![]() |
|
Наталья Назарова и Александр Касаткин. Фото (с) РИА «Новости». |
В гостях у «Файла-РФ» Александр КАСАТКИН и Наталья НАЗАРОВА, авторы фильма «Дочь», лучшего дебюта на XXIII «Кинотавре».
Фильм снят по сценарию актрисы и сценариста Натальи Назаровой, преподавателя актёрской мастерской на режиссёрском факультете РАТИ. В фильме «Дочь» Назарова дебютирует как режиссёр. В активе тандема уже есть картина «Слушая тишину», которую Александр Касаткин снял по сценарию Натальи Назаровой. В отличие от большинства фестивальных лент, в центре картины «Дочь» – нравственная проблематика, затрагивающая интересы отцов и детей, священства и паствы, учителей и учеников.

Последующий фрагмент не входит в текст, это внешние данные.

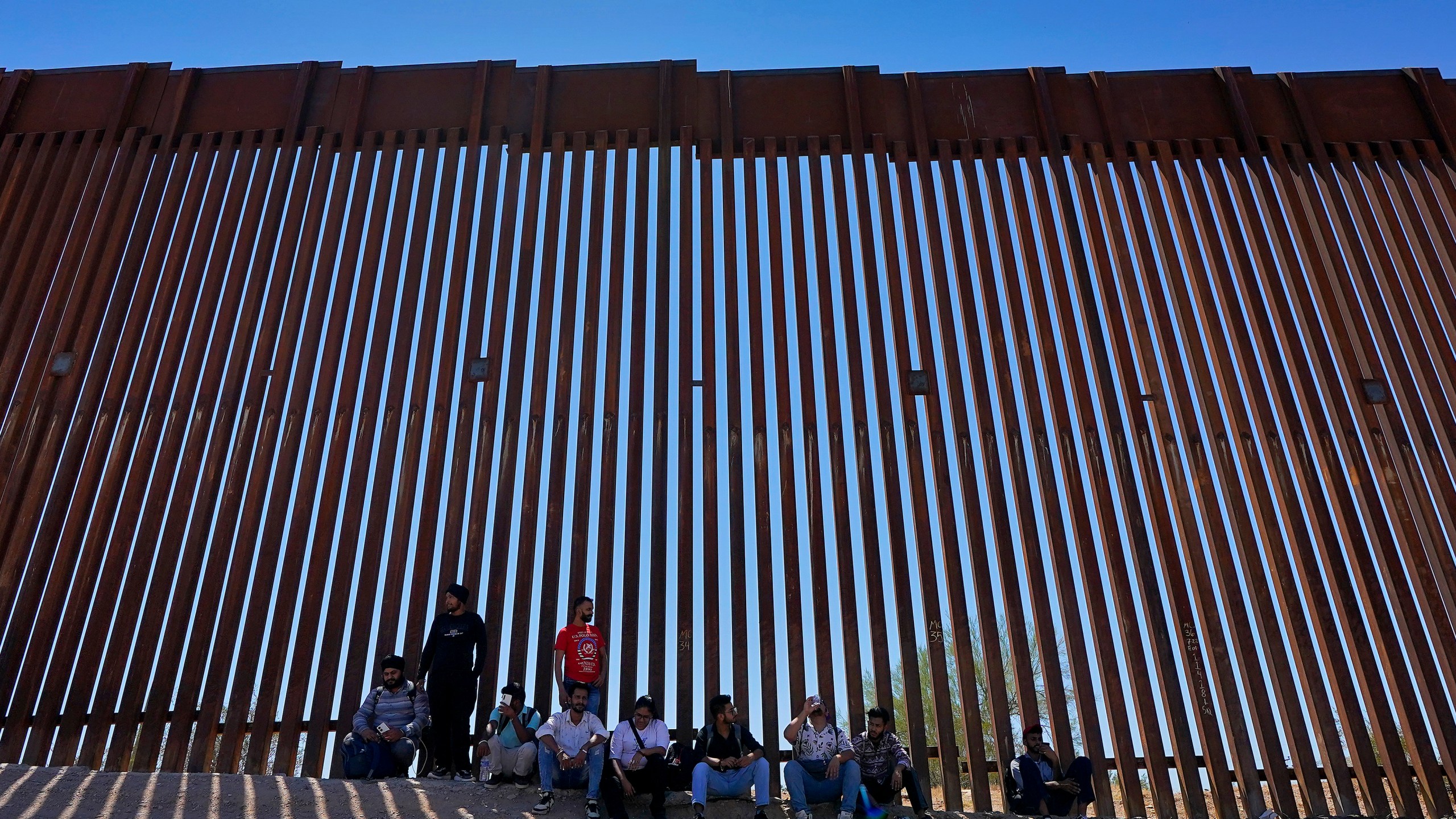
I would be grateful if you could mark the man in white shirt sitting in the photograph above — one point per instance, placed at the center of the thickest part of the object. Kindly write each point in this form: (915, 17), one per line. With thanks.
(823, 767)
(638, 761)
(508, 751)
(571, 751)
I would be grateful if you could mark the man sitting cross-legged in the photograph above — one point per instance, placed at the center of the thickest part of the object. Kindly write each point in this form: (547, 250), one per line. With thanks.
(571, 751)
(508, 751)
(1043, 786)
(638, 761)
(733, 761)
(392, 717)
(823, 767)
(884, 767)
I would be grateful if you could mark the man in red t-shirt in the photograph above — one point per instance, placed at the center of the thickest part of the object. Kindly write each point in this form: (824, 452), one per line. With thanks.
(581, 655)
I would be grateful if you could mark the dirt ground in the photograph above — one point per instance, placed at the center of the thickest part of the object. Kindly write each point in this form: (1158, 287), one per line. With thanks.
(77, 793)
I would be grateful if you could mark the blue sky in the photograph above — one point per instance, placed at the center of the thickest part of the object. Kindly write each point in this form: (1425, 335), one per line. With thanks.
(747, 34)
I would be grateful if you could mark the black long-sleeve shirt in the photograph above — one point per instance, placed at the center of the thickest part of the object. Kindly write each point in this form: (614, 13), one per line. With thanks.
(456, 643)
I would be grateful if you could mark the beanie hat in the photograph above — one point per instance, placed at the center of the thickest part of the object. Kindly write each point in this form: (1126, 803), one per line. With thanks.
(461, 592)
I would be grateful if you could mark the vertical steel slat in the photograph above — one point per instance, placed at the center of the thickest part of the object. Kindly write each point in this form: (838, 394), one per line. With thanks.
(404, 254)
(810, 431)
(784, 416)
(490, 416)
(73, 417)
(1184, 470)
(610, 406)
(142, 512)
(226, 486)
(1299, 235)
(637, 397)
(660, 428)
(359, 528)
(924, 480)
(329, 295)
(510, 423)
(683, 617)
(129, 397)
(890, 452)
(733, 382)
(998, 234)
(47, 284)
(759, 429)
(270, 268)
(1104, 348)
(998, 701)
(263, 401)
(854, 700)
(1064, 436)
(415, 346)
(1273, 343)
(325, 423)
(858, 387)
(1270, 522)
(954, 444)
(351, 423)
(536, 423)
(472, 525)
(549, 608)
(25, 358)
(587, 392)
(200, 507)
(75, 311)
(459, 527)
(1178, 325)
(1414, 528)
(708, 349)
(1011, 205)
(1087, 467)
(1138, 465)
(417, 605)
(28, 218)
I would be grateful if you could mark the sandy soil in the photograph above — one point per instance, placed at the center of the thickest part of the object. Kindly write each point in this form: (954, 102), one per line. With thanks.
(77, 793)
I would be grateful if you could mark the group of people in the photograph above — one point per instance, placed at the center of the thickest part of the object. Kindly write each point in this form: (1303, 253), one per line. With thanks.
(573, 748)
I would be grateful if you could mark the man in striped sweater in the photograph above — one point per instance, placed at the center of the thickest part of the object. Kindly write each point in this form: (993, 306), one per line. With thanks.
(394, 714)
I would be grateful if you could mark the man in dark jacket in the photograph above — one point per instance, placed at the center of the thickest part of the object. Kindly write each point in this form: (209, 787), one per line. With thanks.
(455, 652)
(394, 714)
(1043, 787)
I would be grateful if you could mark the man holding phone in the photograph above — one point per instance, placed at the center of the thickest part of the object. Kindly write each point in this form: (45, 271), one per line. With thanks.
(1043, 786)
(823, 767)
(508, 751)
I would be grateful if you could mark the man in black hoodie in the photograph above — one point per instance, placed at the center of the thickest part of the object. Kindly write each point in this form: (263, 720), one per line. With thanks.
(455, 651)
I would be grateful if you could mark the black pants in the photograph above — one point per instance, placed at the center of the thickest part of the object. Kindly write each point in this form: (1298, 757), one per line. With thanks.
(884, 793)
(452, 701)
(653, 779)
(1059, 804)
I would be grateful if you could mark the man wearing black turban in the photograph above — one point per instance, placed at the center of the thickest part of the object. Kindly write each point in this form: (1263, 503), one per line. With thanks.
(455, 652)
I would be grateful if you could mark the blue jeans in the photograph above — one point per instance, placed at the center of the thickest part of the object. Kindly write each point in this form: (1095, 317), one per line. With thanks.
(593, 694)
(733, 783)
(555, 776)
(807, 787)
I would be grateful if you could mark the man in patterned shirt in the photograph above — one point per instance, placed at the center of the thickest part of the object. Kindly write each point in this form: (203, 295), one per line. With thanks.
(884, 767)
(823, 766)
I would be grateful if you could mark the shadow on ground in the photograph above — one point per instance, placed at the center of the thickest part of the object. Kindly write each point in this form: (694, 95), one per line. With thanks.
(77, 793)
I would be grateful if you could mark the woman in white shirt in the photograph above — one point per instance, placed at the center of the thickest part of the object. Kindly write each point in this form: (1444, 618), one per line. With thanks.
(638, 761)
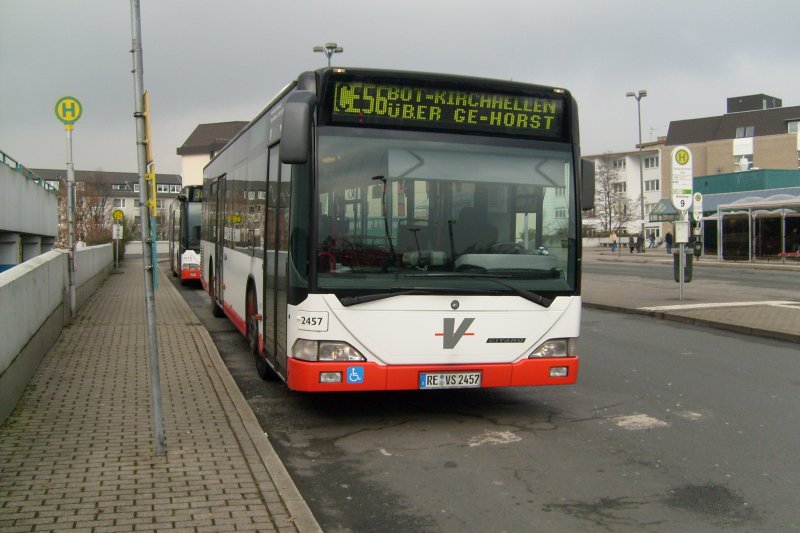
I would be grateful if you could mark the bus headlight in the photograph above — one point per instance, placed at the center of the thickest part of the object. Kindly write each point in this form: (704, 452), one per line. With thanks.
(307, 350)
(556, 348)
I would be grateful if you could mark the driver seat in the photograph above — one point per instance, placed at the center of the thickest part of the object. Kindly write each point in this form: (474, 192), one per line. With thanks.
(472, 233)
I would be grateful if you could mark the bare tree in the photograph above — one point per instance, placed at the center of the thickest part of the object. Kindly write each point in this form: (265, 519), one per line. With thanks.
(92, 210)
(613, 207)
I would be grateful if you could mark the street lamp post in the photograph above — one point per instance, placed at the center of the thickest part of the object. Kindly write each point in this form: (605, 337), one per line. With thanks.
(329, 49)
(642, 93)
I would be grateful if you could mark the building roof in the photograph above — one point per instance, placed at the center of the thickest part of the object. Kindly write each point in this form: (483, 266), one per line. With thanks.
(764, 122)
(210, 138)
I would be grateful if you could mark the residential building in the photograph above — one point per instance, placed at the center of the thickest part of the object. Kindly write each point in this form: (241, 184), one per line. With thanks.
(99, 193)
(202, 145)
(624, 169)
(745, 164)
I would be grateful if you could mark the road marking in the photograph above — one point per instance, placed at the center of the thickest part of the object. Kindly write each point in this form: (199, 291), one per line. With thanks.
(638, 422)
(689, 307)
(494, 437)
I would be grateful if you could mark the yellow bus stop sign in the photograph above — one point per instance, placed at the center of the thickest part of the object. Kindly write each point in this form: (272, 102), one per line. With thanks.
(68, 110)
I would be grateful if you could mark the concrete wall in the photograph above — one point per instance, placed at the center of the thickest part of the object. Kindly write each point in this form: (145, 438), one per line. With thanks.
(26, 207)
(33, 311)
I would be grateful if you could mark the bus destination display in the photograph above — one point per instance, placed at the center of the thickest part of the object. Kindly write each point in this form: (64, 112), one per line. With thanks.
(388, 105)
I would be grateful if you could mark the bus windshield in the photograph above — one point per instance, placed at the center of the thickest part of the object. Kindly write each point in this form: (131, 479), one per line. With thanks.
(445, 213)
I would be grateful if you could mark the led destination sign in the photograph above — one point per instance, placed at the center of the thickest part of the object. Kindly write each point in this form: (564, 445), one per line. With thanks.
(389, 105)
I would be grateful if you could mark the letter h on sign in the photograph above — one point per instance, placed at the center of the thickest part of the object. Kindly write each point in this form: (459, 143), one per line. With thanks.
(68, 110)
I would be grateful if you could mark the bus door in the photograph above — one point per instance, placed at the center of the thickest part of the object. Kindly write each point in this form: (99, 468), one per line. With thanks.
(219, 241)
(272, 303)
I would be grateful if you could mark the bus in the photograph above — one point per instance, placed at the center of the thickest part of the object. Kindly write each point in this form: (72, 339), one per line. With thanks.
(388, 230)
(184, 225)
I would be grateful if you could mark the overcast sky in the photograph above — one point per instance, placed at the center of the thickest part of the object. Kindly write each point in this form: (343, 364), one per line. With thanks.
(217, 61)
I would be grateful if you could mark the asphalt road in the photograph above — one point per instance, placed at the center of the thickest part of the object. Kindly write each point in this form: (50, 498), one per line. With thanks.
(669, 428)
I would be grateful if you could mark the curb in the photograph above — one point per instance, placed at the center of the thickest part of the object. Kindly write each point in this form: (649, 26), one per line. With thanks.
(744, 330)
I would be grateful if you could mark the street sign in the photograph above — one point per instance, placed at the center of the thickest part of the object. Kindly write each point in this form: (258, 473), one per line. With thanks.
(682, 185)
(68, 110)
(697, 206)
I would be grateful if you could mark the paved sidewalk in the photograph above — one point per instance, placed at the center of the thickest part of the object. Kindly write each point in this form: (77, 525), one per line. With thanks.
(708, 301)
(77, 453)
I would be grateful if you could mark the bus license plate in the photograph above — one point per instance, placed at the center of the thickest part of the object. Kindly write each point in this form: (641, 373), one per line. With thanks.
(449, 380)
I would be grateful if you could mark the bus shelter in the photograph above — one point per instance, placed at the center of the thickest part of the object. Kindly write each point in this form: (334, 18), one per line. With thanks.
(756, 228)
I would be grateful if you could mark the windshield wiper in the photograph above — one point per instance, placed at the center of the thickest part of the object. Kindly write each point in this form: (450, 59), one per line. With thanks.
(528, 295)
(347, 301)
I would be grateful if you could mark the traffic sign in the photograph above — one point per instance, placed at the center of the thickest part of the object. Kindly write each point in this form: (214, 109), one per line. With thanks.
(68, 110)
(697, 206)
(682, 185)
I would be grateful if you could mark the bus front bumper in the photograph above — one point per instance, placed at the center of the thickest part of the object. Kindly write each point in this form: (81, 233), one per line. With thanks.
(366, 376)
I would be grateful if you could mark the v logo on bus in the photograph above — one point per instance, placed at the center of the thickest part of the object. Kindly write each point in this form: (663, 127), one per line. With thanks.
(451, 335)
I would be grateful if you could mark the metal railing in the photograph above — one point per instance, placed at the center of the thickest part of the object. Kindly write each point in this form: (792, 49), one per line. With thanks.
(26, 172)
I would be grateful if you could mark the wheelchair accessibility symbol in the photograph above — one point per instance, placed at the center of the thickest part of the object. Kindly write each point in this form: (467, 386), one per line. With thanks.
(355, 374)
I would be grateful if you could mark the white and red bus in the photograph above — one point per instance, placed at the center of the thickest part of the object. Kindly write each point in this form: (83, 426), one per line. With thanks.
(383, 230)
(185, 213)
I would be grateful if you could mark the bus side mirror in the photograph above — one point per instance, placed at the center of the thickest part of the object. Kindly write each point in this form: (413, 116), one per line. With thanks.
(587, 184)
(296, 127)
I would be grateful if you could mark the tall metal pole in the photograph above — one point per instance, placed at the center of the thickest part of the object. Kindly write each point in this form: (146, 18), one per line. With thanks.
(642, 94)
(147, 242)
(71, 201)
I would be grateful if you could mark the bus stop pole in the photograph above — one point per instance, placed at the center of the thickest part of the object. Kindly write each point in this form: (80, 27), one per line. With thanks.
(147, 241)
(71, 203)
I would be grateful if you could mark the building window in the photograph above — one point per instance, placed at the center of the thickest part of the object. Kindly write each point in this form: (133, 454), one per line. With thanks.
(651, 162)
(742, 163)
(652, 185)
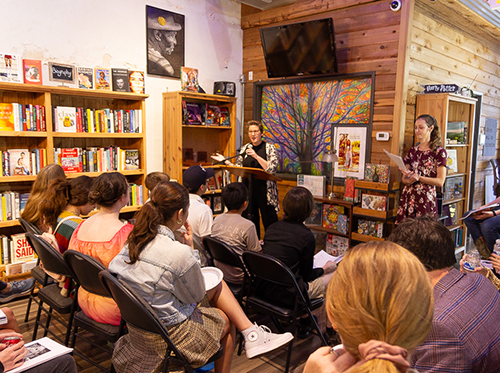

Мало кто из жителей провинциального городка способен ответить на вопрос, как случилось так, что «хорошее» и «плохое» в нашей жизни поменялись местами, и на месте порядочности и целомудрия оказались бесчинство и распущенность. Вековечных ценностей словно и не бывало, правит бал пустота, возведённая в абсолют. События в городе происходят на фоне растущих криминальных сводок – таинственный санитар на свой лад вершит суд над «плохим».
– Как вы считаете, нравственность – величина постоянная для разных времён? И что скажете по поводу нашего времени?
Александр Касаткин: Для меня понятие нравственности, конечно, константа, постоянная величина. Не случайно во всех основополагающих религиях нравственно-этические заповеди дублируют друг друга. Другое дело – наша эпоха: на протяжении последних 100 лет постоянно что-то менялось в общественном сознании, делались попытки перемешать общее бессознательное, которое формировалось тысячелетиями. Преломить, вывернуть наизнанку и посмотреть, что же будет. Просто сейчас особенно остро ощущаются результаты того, что в 17-ом году люди в один момент отказались от веры. Это было похоже на массовый психоз. Причём понятие нравственности, с одной стороны, сохранилось, но стало рассматриваться в другом ракурсе. Произошёл разворот, подмена понятий – и вследствие этого начался постепенный распад морали.
Наталья Назарова: Именно об этом говорили мы, когда работали над сценарием. Наш главный герой Крайнов – обыкновенный работяга, отец двух детей – от резкого понижения планки морали в обществе сходит с ума, не выдерживая той грязи, которая льётся на людей в жизни и с экранов, и, подобно Брейвику, решает бороться с этим своими методами.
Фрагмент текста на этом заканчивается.